## Time:

## Venue:

- A-201 (STCS Seminar Room)

## Organisers:

**Abstract: **Computing and maintaining shortest paths is a fundamental problem in computer science. We consider two ways of succinctly representing shortest paths in graphs: (i) distance-preserving subgraphs, and (ii) parametric shortest paths. In this talk, we will survey our results on these topics. In particular, we will present the following two results in detail.

(i) Given a graph with $k$ special vertices (called terminals), a distance-preserving subgraph of it is a subgraph which has the same pairwise distances between the terminals as in the original graph. We prove that every interval graph with $k$ terminals has a distance-preserving subgraph with $O(k \log k)$ vertices of degree three or more. We also prove that this bound is tight.

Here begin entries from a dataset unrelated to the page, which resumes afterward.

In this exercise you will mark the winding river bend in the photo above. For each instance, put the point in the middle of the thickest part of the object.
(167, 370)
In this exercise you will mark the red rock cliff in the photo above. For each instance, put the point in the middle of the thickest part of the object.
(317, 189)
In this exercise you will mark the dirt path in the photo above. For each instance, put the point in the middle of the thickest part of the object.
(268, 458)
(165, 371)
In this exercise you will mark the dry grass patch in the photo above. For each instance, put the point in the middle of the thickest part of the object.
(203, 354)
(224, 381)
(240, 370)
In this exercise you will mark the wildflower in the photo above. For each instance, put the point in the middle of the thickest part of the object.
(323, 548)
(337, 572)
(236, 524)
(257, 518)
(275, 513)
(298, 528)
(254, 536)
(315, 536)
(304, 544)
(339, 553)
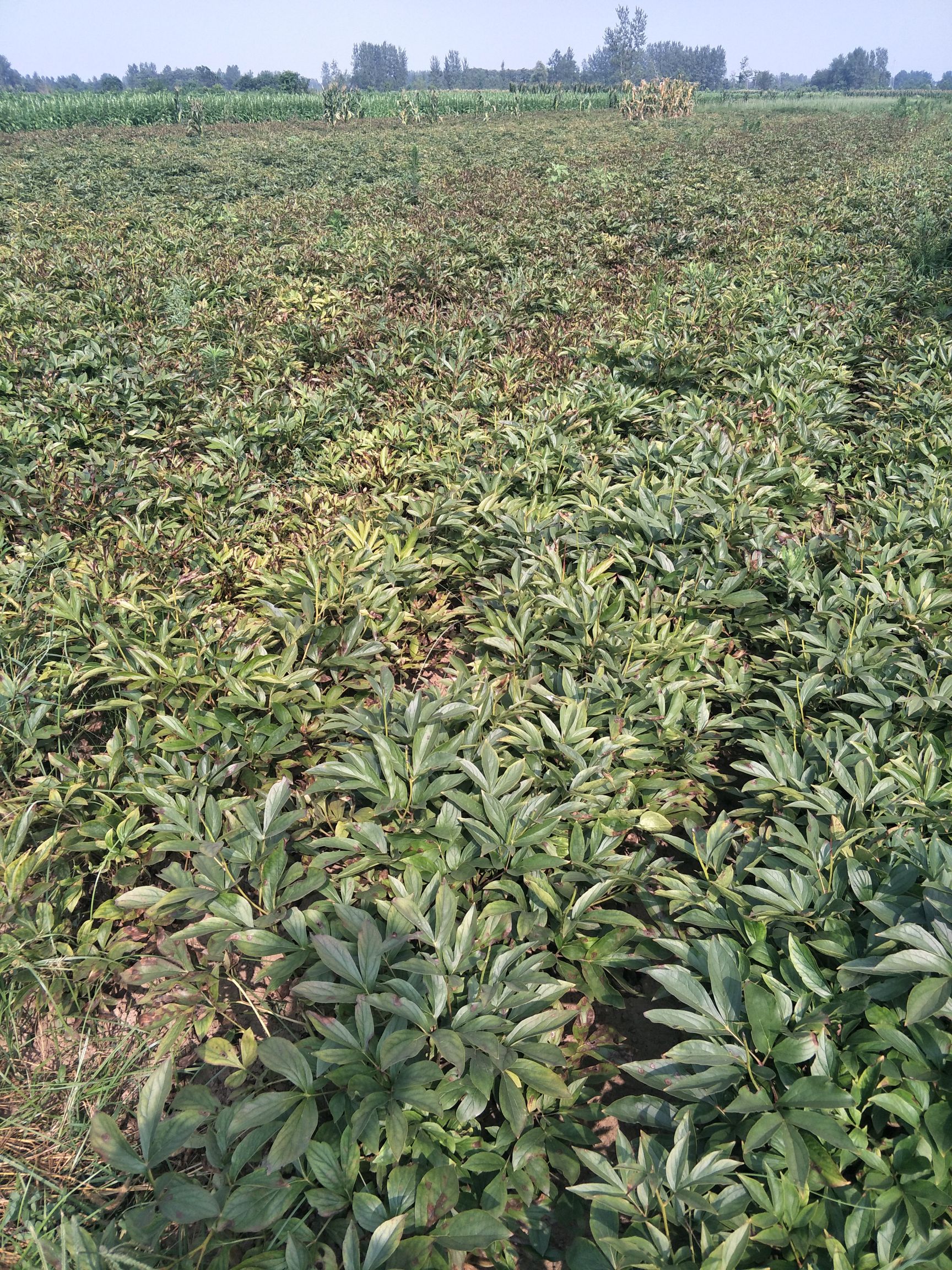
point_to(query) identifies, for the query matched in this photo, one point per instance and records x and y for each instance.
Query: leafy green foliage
(431, 623)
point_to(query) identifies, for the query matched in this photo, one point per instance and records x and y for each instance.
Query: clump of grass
(929, 248)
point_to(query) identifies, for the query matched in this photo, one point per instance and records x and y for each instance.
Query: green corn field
(475, 682)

(ii) Given a graph with two special vertices $s$ and $t$, and edge weights that vary linearly with a parameter $\lambda$, the parametric shortest path complexity of the graph is the number of times the shortest $s$-$t$ path changes as $\lambda$ varies from $-\infty$ to $+\infty$. We construct a family of planar graphs $(G_n: n\geq 4)$, where $G_n$ has $n$ vertices, such that the parametric shortest path complexity of $G_n$ is $n^{\Omega(\log n)}$. This refutes a conjecture of Nikolova (2009).